Heller travels to the Kotel via the majority-Arab neighborhood of Jabel Mukaber in southern Jerusalem on a regular basis, and has seen masked Arab men in the street before, apparently looking for Jewish drivers. In the past, he has been mistaken for Arab, he said, and so has not been attacked.
Last week, he and a friend were driving between Jabel Mukaber and the adjacent neighborhood Mei Shiloach (Silwan). They passed a Border Police vehicle, and immediately afterward, drove straight into an Arab riot.
"It was a part of the road where there's no way to turn around, and right there, I saw thirty or forty masked men surrounding us. I took my kippah off immediately. I opened the window and yelled at them in Arabic to let us through,” he recalled.
The men began to yell at him and hit the car with metal rods, he said. “They did think we were Arabs, but they were annoyed that we were arguing with them,” he explained. Finally, the two managed to turn around and drive back.
Police won't get involved
When they returned to the Border Police jeep “they saw the car had been hit. We thought they would rush over to see if anyone was injured, but they did nothing. They said they had orders not to intervene, and if we wanted to file a complaint, we should go to the 'Oz' station,” Heller said.
When they reached the police station, officers showed more concern. “The soldiers there rushed toward us, they wanted to hear details – but then someone came and presented himself as the commanding officer and asked us to show him the car, asked about the Border police officers we'd met... asked all sorts of random questions,” he said.

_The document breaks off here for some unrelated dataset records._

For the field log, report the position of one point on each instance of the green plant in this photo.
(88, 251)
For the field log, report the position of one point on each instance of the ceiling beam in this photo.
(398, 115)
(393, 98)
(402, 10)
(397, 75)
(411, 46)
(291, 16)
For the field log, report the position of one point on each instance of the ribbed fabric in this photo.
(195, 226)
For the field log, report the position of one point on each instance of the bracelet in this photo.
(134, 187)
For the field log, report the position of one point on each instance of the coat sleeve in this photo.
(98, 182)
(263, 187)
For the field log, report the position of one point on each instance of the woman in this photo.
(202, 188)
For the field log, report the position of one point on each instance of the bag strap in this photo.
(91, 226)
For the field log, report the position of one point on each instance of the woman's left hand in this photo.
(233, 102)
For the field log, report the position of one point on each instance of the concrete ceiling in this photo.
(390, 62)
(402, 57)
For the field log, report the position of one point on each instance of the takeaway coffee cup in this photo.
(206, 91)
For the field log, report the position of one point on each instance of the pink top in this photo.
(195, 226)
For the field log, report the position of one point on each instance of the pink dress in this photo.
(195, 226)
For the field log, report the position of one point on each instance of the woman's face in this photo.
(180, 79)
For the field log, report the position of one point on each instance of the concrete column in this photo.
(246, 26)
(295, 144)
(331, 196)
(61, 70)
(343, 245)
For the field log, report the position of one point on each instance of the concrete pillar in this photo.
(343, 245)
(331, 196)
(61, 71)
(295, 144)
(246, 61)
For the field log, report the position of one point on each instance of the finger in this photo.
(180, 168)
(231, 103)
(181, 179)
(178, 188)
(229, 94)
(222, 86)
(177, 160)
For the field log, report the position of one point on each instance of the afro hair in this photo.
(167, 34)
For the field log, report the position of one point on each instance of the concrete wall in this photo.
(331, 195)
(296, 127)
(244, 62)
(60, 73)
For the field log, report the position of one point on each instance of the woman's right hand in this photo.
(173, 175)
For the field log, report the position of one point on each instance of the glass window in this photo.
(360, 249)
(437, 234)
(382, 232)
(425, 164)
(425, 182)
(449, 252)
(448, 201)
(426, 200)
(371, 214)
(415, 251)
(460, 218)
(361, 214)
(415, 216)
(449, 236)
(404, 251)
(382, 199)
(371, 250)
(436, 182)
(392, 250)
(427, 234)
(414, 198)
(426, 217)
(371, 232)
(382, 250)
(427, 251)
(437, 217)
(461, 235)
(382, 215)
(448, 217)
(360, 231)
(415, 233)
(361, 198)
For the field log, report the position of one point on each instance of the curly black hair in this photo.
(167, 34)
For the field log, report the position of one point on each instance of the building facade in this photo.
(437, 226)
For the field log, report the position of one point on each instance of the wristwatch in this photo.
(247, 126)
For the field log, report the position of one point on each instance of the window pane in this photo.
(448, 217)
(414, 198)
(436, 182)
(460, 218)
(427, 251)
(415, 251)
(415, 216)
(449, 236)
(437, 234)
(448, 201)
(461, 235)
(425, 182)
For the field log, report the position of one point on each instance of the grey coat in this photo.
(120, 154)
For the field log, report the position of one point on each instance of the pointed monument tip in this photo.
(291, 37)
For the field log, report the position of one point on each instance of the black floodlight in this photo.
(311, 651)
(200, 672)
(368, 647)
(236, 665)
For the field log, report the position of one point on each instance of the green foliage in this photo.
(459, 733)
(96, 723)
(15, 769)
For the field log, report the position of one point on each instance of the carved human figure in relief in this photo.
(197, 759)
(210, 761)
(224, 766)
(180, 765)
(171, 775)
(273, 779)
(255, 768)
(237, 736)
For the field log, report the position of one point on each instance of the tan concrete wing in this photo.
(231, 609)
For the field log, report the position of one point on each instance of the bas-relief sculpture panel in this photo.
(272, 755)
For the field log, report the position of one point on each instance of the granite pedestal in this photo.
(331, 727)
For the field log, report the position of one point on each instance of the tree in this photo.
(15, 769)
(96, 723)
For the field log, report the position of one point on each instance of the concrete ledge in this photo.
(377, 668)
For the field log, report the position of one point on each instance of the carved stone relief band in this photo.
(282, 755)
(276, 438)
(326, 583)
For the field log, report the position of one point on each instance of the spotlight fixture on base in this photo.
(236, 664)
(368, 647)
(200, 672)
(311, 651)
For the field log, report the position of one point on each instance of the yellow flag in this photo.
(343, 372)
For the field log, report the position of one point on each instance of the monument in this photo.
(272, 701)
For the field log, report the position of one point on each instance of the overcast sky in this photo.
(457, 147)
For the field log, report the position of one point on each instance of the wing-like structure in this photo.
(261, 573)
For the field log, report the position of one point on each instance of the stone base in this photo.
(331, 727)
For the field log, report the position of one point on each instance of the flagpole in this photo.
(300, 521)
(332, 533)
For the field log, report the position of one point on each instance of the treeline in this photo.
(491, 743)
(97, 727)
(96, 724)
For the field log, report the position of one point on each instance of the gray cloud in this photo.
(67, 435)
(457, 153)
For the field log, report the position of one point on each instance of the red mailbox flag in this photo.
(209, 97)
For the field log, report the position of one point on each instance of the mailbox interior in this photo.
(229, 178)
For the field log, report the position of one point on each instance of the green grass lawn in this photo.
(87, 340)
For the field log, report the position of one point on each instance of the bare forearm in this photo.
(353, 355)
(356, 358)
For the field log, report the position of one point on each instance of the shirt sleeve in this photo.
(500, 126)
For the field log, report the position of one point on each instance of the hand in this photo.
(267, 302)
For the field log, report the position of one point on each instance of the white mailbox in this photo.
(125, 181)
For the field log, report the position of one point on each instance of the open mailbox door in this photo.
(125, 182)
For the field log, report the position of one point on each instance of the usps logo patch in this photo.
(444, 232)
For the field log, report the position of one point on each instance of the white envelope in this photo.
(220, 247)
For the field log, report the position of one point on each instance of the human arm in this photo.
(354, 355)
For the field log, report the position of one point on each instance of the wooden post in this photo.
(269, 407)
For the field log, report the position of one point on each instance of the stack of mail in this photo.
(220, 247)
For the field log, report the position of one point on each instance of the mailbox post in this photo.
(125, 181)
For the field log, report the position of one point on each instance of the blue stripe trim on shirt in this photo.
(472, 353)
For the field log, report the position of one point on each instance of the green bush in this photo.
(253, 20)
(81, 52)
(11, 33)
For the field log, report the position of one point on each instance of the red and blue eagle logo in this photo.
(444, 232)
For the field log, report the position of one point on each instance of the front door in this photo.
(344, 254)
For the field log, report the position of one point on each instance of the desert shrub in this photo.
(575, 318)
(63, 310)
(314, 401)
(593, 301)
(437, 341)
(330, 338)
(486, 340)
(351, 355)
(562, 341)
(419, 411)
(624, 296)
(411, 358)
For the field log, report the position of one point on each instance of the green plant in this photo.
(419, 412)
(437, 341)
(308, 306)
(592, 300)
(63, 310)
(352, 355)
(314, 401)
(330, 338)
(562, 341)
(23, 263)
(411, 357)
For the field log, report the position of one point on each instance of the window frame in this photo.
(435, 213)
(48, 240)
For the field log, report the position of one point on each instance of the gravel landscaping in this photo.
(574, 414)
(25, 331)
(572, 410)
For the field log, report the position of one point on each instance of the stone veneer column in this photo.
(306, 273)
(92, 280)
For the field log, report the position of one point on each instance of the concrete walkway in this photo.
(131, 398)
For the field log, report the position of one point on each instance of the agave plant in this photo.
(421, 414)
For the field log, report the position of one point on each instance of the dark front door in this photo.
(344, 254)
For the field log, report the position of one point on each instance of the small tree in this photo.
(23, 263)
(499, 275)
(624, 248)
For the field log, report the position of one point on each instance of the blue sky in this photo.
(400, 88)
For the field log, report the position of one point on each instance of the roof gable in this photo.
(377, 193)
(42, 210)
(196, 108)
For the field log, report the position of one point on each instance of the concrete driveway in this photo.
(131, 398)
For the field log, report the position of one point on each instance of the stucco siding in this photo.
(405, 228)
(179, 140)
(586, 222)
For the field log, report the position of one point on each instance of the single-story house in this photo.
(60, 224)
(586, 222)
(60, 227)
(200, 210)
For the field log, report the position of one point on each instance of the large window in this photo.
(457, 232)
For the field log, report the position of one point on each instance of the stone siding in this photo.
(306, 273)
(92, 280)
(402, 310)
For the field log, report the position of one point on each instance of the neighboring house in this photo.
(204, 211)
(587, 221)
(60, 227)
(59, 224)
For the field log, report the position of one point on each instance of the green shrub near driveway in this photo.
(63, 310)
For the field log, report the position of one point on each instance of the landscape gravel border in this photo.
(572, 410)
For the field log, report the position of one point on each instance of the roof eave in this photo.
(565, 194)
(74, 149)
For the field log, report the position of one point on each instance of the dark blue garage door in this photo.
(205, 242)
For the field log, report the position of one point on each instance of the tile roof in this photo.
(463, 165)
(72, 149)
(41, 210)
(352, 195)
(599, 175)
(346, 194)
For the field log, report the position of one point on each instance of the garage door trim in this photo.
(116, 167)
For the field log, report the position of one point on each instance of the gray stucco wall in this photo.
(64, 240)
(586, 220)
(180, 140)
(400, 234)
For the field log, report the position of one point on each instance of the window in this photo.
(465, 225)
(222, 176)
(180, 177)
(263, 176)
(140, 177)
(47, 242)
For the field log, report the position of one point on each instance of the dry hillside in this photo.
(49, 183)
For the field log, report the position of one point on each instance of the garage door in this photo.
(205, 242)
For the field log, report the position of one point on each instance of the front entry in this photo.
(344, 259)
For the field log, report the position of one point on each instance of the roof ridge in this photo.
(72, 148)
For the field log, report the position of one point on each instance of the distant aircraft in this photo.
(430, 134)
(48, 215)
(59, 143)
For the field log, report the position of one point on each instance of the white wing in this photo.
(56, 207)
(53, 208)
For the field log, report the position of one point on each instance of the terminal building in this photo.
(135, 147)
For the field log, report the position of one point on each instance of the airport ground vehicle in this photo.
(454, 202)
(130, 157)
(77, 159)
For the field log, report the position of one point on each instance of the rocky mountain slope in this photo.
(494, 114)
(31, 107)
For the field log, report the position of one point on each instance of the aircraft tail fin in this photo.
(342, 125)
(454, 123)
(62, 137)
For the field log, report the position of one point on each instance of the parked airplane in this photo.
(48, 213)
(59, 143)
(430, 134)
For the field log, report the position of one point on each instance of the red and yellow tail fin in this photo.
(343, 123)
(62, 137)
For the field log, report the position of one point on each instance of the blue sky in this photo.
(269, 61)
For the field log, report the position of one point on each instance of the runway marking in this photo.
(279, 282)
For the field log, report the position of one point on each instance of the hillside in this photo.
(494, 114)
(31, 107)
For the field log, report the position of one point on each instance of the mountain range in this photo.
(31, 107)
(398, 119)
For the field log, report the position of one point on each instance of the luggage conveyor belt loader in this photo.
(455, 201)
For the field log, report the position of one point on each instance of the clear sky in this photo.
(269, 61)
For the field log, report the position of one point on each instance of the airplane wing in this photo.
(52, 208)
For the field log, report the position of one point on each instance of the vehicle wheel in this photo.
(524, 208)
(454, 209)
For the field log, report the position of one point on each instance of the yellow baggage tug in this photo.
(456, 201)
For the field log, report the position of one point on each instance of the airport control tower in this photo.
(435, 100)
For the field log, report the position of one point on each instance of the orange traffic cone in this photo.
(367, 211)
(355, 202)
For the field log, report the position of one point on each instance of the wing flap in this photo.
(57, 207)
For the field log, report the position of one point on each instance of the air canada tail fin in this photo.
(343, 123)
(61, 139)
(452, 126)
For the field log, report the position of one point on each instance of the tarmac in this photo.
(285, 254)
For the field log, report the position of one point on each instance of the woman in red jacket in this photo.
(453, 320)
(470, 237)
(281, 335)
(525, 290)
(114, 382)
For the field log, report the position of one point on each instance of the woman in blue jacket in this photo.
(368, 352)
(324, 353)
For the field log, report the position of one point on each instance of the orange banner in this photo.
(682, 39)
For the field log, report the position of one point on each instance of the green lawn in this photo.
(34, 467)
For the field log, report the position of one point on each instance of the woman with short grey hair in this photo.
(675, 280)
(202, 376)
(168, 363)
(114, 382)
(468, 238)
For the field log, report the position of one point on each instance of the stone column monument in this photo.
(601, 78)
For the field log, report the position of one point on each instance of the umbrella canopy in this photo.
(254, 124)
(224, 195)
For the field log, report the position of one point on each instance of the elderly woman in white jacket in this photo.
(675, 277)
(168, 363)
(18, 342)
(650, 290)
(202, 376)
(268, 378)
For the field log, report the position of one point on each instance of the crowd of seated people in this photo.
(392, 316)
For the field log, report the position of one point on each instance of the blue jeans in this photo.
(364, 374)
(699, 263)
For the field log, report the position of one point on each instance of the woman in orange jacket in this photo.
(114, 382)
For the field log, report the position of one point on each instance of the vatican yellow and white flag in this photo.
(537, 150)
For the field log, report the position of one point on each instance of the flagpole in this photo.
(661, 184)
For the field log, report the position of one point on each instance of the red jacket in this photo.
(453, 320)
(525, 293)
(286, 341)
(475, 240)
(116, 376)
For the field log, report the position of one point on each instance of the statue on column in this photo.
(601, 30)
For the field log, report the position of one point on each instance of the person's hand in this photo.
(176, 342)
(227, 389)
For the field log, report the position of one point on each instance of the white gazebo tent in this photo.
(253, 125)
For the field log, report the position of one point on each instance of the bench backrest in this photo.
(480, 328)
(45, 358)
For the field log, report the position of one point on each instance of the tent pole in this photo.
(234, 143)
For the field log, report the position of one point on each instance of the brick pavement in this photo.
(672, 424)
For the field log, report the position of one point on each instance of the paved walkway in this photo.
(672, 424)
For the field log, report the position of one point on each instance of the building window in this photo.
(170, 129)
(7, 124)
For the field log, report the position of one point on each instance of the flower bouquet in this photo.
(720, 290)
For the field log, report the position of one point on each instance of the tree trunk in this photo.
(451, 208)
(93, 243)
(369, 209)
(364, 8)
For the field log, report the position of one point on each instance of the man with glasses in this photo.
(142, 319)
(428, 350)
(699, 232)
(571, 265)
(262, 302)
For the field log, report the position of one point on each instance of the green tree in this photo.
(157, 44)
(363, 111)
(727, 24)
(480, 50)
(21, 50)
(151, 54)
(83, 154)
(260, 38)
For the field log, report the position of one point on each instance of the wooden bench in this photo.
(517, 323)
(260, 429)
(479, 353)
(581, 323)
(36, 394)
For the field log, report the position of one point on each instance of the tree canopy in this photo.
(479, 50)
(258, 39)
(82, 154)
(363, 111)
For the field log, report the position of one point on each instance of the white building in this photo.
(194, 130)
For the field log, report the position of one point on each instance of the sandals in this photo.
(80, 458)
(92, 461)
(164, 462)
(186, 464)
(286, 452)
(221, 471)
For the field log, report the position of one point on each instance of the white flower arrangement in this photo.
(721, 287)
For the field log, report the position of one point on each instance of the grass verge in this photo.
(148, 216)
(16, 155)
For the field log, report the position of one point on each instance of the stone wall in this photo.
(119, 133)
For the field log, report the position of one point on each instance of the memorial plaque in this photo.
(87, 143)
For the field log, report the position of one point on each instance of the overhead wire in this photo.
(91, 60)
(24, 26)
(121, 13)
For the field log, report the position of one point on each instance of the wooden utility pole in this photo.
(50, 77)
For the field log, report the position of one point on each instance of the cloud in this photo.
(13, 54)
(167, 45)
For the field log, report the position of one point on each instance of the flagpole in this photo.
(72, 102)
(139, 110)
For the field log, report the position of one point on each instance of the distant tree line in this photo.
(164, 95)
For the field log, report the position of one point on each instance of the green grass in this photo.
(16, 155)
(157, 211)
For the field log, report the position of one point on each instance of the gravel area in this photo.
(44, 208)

While at the station, Heller said, he managed to get an officer to explain why police stand on the sidelines while Arabs attack Jewish motorists. Arabs attack cars in order to force police to enter their neighborhoods, so they can attack them, the officer explained.
For that reason, he said, police have been ordered not to be drawn into areas where there is frequent trouble.
Police may fear that clashes with Arabs would lead to casualties among the Arab rioters. In the past, violent riots in which Arabs were injured have led to inquiries into police behavior, such as the Or Commission that investigated police officers following Arab deaths in the October 2000 riots.
Heller and his friend have filed a complaint with police over the incident. In addition, they have written to the Jerusalem city council and to officials responsible for Arab neighborhoods in particular, explaining the problems they encountered when dealing with the police, and expressing hope that a policy that lets the police do their job of protecting innocent citizens will be formulated.